Head is not a task tracker. Tasks live in Linear, GitHub Issues, or wherever they belong. Head tracks goals and milestones — the strategic layer above tasks.

It’s not a monorepo. Projects remain independent git repos. Head doesn’t contain or manage their code.

It’s not a dashboard that needs maintenance. The markdown files are the source of truth, updated during weekly reviews or ad hoc when something shifts. The agent can refresh them by pulling from the actual projects.

Why it works

The key insight is that the same structure serves three purposes:

  1. For the human — Obsidian renders a navigable, visual map
  2. For the agent — markdown files provide structured context on session start
  3. For the record — git history captures how priorities shifted over time

No translation layer between them. The markdown is the interface for all three.

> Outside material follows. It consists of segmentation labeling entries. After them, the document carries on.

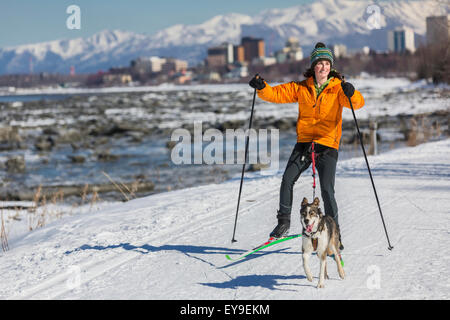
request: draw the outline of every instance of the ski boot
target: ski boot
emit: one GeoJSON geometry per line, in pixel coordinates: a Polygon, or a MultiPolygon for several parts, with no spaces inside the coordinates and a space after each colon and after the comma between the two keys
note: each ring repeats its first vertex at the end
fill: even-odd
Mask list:
{"type": "Polygon", "coordinates": [[[340,232],[339,232],[339,250],[340,251],[344,250],[344,245],[342,244],[341,233],[340,232]]]}
{"type": "Polygon", "coordinates": [[[277,218],[278,224],[270,233],[270,237],[279,239],[288,234],[289,228],[291,226],[291,215],[282,214],[278,211],[277,218]]]}

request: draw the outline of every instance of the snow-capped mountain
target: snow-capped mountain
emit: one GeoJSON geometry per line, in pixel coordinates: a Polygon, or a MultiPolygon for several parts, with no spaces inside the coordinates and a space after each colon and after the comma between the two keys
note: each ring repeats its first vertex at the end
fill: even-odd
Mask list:
{"type": "Polygon", "coordinates": [[[215,16],[198,25],[177,24],[153,35],[104,30],[86,39],[55,40],[0,49],[0,74],[28,72],[30,58],[35,72],[93,72],[127,66],[139,56],[172,56],[195,64],[206,48],[242,36],[264,38],[266,52],[281,48],[296,37],[306,52],[320,40],[343,43],[349,48],[387,47],[386,33],[399,25],[414,30],[423,40],[426,17],[448,14],[449,5],[435,0],[319,0],[286,9],[263,10],[255,16],[238,13],[215,16]]]}

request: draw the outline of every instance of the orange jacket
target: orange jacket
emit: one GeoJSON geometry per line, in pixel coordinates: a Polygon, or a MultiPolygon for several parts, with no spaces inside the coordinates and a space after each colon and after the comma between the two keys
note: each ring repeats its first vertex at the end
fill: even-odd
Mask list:
{"type": "MultiPolygon", "coordinates": [[[[289,82],[258,90],[258,97],[273,103],[298,102],[297,142],[316,142],[339,149],[342,135],[342,109],[350,108],[341,80],[332,78],[316,98],[313,77],[301,82],[289,82]]],[[[351,98],[353,108],[364,105],[361,93],[355,90],[351,98]]]]}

Growing the nervous system

Once the structure was in place, it became natural to add skills — reusable behaviors the agent can invoke across any project:

  • Weekly review — scans git logs across all active projects, drafts a review document, walks me through it, and updates goals. The ritual that keeps the system alive.
  • Deploy check — after pushing code, verifies the Vercel build passed and surfaces errors with suggested fixes. Removes the “did it deploy?” tab-switching.
  • New blog post — scaffolds a post with frontmatter, image directory, and dev server. This article was created with it.
  • Image optimization — detects image context (blog cover vs screenshot vs icon) and applies the right compression. A hook catches oversized images automatically; the skill handles nuanced cases.

These aren’t complex. Each is a markdown file describing a process — the same format as everything else in head. The agent reads the skill and follows the steps. No code, no framework, just structured instructions that compound over time.


If your projects are multiplying faster than your ability to hold them in context, the answer might not be a better project management tool. It might be a nervous system.